So Matt, on a personal note, what drew you to the RLC and how did you become Chairman of the California chapter?
After becoming actively involved locally in the Sonoma County Republican Party, I looked for a larger Republican organization that promotes libertarian philosophy. I discovered the RLC and was inspired by their Statement of Principles and Positions.
Several other Sonoma Republicans joined me and we organized under the banner of the Republican Liberty Caucus to do political activism in our neighborhoods, on the street, and within the county Republican Party. Subsequently, in February 2009, I attended the state convention of the California Republican Party. I connected with RLC'ers from other parts of California, and was elected chairman. It has been an exciting year!
I noticed that the RLC welcomes constitutionalists, libertarians, classical liberals, and free market advocates. Will you expand on that?
All of the groups you mentioned agree that the government, and specifically the federal government, is too big. Constitutionalists believe the federal government is too big because it is doing more than is authorized by the Constitution. Classical liberals believe that people can best improve their lives without government "help" (or interference) and without the temptation and danger of becoming dependent on government welfare programs. Free market advocates believe that the government should not try to regulate, "stimulate", "bail-out" or otherwise interfere our economy. (Yet strangely some self-proclaimed "free market advocates" support macro-level government interference in the economy via the Federal Reserve and the banking cartels controlling national lending policies and the supply of fiat currency.)
So all of the above groups believe that the federal government should be significantly smaller than it is today. That is a huge piece of common ground. The RLC comes into the picture because we take that common ground and work to turn it into a specific political strategy: we work as a caucus within the Republican Party to promote candidates that support these ideals.
Since I consider myself a conservative, what caught my attention was that the RLC welcomes "tolerant conservatives." How would you describe a “tolerant conservative”?

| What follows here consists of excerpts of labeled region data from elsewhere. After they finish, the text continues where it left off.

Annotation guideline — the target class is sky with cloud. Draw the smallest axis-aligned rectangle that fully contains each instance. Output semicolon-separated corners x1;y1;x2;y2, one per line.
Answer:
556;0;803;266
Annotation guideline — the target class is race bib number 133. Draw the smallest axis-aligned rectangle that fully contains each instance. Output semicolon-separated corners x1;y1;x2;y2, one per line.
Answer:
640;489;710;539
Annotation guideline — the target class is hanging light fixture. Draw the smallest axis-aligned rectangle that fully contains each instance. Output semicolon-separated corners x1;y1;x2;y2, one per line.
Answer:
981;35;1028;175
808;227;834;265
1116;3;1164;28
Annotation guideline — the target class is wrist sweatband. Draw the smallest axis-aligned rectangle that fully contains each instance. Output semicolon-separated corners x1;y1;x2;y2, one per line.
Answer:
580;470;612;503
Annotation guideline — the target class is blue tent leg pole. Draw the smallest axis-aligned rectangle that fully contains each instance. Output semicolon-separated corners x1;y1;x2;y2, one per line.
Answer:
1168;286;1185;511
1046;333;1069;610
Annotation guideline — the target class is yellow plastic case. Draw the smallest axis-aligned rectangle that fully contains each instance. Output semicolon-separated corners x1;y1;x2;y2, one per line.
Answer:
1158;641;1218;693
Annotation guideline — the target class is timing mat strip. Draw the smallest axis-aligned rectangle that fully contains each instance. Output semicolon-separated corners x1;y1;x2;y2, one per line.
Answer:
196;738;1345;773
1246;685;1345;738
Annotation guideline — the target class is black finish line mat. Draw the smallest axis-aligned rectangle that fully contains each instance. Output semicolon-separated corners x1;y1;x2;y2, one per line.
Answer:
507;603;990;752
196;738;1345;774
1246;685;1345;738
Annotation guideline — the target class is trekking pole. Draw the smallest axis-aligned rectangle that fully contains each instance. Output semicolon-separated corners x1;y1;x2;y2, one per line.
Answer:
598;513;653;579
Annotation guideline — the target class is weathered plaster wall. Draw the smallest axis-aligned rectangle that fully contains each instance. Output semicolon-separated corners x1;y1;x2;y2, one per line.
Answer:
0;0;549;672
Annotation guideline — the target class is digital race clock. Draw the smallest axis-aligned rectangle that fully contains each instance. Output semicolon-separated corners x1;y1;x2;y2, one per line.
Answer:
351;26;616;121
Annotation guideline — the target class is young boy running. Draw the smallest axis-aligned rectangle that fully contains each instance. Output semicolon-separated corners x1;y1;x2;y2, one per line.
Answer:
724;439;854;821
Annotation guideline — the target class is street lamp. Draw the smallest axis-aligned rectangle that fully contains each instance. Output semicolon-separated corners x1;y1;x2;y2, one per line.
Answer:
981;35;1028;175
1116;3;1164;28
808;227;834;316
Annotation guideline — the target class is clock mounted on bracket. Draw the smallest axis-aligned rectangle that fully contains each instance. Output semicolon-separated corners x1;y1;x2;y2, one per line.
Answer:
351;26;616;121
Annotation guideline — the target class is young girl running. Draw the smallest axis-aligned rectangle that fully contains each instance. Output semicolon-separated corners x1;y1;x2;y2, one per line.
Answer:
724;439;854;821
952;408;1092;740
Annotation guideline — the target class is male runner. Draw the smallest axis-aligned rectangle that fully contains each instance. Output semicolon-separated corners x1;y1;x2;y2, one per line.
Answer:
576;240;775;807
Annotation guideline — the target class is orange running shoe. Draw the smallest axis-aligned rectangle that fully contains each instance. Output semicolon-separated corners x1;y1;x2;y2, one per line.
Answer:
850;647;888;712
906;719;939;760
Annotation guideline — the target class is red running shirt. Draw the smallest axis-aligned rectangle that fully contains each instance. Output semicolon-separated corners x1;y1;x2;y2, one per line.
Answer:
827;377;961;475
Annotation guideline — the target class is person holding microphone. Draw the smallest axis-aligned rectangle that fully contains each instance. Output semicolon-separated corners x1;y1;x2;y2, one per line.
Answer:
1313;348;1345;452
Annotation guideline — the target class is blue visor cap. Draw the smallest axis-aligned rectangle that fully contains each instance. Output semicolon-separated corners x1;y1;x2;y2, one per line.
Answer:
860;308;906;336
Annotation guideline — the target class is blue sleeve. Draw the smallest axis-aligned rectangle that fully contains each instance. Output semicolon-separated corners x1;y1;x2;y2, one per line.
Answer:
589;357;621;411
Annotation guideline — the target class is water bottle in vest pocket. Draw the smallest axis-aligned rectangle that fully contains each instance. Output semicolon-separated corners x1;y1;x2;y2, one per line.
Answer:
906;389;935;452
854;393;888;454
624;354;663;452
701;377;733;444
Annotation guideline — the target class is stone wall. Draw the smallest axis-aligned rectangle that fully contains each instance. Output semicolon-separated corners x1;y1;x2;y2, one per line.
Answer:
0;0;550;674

We welcome all who support the RLC Statement of Principles and Positions. And, to answer your question, I would describe a “tolerant conservative” as a fiscal conservative who believes the government should not attempt to regulate the private lives of citizens. By “regulate” I mean things like: restricting freedom of speech, compelling military service, interfering in relationships between consenting adults, outlawing adult consumption of recreational drugs, and requiring the use of a national ID card.